Properties are valued based on a mass appraisal system which groups similar properties together based on their location, replacement cost, type of construction, age and other factors. For commercial properties, the value may be based on net operating income.
The price estimated in terms of money at which the property would change hands between a willing and financially able buyer and a willing seller, neither being under any compulsion to buy or sell and both having reasonable knowledge of all the uses to which the property is adapted and for which it is capable of being used.
Most likely your value will change. As most may already know, the real estate market in Haywood County has steadily increased over the last few years. As North Carolina General Statues require all North Carolina Counties to reappraise all real estate to full market value based on current market conditions.
You will receive a Notice of Real Estate Value by mail. These notices will go out sometime between February and April 2021.
Haywood County has implemented an Electronic Appeal Process that can be used during this reappraisal. Information and instructions will be included on the new value notice. As with previous reappraisals, the option of mailing your appeal will still be available. Depending on the COVID situation at the time the notices are mailed out, neither of these options would require personal contact to file a valid appeal.

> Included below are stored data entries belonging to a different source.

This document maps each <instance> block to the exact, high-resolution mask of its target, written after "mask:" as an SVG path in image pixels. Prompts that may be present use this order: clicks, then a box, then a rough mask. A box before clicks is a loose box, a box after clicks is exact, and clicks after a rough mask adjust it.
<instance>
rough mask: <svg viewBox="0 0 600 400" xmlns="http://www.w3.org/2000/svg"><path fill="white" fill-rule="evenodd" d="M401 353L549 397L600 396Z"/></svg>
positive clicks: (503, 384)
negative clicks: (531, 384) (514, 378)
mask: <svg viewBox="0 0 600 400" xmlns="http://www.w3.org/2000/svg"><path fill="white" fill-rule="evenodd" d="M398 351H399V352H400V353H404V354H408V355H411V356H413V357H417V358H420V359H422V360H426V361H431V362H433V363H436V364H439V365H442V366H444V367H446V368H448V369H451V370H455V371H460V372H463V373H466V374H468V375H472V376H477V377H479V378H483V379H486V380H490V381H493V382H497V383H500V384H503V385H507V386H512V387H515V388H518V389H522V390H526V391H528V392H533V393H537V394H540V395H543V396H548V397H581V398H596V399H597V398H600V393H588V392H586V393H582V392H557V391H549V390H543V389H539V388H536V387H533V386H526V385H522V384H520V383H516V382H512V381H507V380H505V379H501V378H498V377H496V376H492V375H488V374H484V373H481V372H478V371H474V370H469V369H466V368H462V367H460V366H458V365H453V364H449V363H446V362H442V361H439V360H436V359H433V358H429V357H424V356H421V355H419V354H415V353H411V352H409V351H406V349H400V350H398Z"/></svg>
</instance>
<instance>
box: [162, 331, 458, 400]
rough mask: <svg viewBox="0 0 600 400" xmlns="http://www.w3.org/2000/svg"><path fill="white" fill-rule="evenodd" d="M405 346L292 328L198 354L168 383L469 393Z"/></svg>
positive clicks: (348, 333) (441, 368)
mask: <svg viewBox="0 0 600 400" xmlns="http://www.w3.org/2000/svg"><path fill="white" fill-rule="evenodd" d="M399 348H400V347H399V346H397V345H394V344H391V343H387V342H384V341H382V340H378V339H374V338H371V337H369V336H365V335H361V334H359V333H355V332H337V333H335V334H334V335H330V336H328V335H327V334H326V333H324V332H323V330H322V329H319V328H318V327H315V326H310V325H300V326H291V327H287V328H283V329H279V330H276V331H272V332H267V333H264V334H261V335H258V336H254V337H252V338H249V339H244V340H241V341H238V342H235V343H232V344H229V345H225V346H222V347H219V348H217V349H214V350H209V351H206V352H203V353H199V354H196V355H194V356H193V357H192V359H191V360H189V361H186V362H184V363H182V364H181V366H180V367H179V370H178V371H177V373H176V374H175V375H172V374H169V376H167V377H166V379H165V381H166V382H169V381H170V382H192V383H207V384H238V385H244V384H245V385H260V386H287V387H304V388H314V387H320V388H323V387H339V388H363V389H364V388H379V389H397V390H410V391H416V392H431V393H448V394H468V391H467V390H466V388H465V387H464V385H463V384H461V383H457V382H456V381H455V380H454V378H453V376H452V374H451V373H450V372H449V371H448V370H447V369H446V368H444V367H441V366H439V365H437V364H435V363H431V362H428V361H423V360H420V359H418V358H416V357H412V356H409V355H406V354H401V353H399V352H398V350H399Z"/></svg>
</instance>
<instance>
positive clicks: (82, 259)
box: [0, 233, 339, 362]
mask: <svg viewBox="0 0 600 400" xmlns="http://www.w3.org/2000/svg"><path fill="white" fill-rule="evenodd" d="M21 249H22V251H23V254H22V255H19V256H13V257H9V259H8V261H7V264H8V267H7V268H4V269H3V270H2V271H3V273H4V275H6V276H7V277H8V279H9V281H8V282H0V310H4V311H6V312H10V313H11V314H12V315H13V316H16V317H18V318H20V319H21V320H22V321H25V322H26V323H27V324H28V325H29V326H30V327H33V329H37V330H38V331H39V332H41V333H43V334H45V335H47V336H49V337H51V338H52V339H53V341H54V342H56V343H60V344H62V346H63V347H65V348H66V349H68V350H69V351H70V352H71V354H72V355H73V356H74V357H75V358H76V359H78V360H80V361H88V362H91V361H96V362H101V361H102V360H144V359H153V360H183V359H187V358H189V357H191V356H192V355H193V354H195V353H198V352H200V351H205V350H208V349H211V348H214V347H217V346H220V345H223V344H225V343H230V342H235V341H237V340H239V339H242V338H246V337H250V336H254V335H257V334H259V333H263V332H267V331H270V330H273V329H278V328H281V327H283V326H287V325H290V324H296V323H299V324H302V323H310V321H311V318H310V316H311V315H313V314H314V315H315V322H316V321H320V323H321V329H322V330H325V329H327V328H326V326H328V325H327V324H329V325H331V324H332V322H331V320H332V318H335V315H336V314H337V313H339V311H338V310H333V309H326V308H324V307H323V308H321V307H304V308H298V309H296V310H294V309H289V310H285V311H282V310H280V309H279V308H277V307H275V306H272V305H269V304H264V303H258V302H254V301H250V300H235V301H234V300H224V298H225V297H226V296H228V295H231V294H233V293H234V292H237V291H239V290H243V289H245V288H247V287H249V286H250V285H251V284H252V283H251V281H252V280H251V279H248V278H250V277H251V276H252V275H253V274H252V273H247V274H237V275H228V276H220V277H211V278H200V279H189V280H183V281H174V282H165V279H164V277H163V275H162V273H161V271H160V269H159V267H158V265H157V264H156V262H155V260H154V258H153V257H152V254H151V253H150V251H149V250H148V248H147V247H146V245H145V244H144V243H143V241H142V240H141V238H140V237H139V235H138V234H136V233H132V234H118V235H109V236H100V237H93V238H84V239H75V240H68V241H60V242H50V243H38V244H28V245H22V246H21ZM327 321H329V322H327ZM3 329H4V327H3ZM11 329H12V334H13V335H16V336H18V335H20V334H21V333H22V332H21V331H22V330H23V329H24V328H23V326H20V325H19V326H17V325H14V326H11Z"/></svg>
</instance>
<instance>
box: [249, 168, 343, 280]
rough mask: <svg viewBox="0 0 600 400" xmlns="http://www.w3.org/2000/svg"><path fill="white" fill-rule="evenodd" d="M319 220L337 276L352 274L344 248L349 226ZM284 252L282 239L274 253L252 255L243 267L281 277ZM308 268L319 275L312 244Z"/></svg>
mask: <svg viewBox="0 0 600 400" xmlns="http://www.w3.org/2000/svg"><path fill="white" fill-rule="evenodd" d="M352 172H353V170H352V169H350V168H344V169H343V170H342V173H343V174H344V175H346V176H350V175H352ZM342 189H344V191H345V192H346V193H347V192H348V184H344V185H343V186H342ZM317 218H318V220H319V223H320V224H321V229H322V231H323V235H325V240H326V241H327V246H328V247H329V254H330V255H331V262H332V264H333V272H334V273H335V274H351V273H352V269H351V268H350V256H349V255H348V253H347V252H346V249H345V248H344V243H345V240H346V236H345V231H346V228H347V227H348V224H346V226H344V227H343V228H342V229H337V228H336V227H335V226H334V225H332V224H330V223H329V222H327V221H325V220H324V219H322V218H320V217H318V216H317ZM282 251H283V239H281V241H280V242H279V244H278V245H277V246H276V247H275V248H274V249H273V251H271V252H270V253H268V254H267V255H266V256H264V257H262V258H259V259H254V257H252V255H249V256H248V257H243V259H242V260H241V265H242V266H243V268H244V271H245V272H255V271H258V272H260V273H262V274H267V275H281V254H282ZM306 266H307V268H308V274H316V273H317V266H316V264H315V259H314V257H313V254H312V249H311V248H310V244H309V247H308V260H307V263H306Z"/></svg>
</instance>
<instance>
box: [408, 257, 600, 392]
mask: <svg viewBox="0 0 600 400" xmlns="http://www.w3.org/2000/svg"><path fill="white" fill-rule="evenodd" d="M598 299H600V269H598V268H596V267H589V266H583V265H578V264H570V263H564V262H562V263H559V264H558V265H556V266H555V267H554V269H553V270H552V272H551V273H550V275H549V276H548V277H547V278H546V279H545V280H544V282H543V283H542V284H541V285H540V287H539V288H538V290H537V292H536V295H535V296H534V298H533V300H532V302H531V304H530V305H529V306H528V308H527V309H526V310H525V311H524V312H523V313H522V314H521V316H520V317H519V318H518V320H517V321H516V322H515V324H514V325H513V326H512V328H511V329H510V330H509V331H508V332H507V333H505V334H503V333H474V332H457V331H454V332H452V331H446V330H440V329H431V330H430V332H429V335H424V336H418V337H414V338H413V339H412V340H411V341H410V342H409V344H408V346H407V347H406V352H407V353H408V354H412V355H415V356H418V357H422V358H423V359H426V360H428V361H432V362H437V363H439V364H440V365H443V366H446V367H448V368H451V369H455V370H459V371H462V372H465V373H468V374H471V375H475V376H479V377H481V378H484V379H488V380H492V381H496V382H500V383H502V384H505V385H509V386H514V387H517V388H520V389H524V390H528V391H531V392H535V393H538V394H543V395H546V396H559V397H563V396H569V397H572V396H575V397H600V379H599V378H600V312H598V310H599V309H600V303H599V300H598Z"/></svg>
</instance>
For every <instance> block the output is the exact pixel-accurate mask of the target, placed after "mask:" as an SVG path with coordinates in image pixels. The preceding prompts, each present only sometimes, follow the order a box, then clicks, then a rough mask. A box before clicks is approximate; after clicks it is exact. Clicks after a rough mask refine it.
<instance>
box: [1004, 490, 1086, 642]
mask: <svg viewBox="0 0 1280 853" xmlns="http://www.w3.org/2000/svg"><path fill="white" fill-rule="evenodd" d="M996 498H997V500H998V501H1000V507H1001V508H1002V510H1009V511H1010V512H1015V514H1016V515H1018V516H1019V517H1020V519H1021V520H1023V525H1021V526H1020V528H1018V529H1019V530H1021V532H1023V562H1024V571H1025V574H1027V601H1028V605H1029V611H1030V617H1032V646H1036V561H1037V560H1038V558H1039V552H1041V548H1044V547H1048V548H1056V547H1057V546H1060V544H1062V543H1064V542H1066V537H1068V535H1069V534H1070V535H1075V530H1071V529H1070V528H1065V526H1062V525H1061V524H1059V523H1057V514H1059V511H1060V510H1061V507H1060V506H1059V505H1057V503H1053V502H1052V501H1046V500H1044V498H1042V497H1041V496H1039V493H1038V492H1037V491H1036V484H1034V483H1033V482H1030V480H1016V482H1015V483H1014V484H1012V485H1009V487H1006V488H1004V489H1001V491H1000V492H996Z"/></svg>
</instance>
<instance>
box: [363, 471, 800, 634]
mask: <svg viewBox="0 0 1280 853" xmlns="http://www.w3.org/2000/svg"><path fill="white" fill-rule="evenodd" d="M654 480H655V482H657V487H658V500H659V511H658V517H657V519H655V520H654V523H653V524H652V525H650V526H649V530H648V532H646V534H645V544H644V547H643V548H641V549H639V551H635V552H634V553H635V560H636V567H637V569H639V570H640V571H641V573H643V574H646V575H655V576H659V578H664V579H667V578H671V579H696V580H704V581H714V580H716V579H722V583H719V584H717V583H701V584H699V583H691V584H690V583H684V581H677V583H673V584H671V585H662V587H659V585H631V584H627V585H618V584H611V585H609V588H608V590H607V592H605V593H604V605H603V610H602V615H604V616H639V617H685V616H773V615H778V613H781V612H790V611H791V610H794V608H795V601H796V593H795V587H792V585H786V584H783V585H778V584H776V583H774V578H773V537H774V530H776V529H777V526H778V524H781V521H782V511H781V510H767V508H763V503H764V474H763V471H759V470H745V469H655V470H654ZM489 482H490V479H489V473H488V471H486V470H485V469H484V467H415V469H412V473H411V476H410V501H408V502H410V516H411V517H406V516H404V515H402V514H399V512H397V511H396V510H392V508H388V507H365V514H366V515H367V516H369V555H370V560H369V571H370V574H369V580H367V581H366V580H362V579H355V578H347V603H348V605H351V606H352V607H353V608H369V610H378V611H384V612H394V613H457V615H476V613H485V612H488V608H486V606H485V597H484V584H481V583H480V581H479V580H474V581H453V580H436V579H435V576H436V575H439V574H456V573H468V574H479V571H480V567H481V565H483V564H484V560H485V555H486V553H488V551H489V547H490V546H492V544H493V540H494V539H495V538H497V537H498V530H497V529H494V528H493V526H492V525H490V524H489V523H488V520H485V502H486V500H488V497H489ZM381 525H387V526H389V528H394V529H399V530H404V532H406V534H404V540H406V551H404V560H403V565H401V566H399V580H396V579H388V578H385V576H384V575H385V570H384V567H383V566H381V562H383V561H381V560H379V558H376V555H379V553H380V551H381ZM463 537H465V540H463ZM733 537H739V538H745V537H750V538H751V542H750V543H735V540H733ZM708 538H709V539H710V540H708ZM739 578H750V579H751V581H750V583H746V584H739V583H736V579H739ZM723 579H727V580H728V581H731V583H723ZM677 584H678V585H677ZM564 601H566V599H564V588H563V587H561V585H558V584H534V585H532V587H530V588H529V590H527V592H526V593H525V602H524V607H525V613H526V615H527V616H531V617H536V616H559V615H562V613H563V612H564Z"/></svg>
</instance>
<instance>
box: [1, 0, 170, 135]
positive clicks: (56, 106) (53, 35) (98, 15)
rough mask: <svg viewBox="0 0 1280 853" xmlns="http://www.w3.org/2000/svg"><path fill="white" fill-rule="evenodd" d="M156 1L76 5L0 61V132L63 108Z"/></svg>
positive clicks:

The first step in the appeal process is an informal appeal which you may make an appointment with to come in and talk to your Appraiser. An appeal can result in the value being unchanged, increased or decreased. The next step in the appeal process is a formal appeal to the Board of Equalization and Review. The Board of Equalization and Review will meet as needed to hear all appeals. An appeal from the Board of Equalization and Review goes to the North Carolina Property Tax Commission which is held in Raleigh. Appeals from the Property Tax Commission go through the North Carolina Court of Appeals and the Supreme Court.
Appeals must be filed within 30 days of the notice date.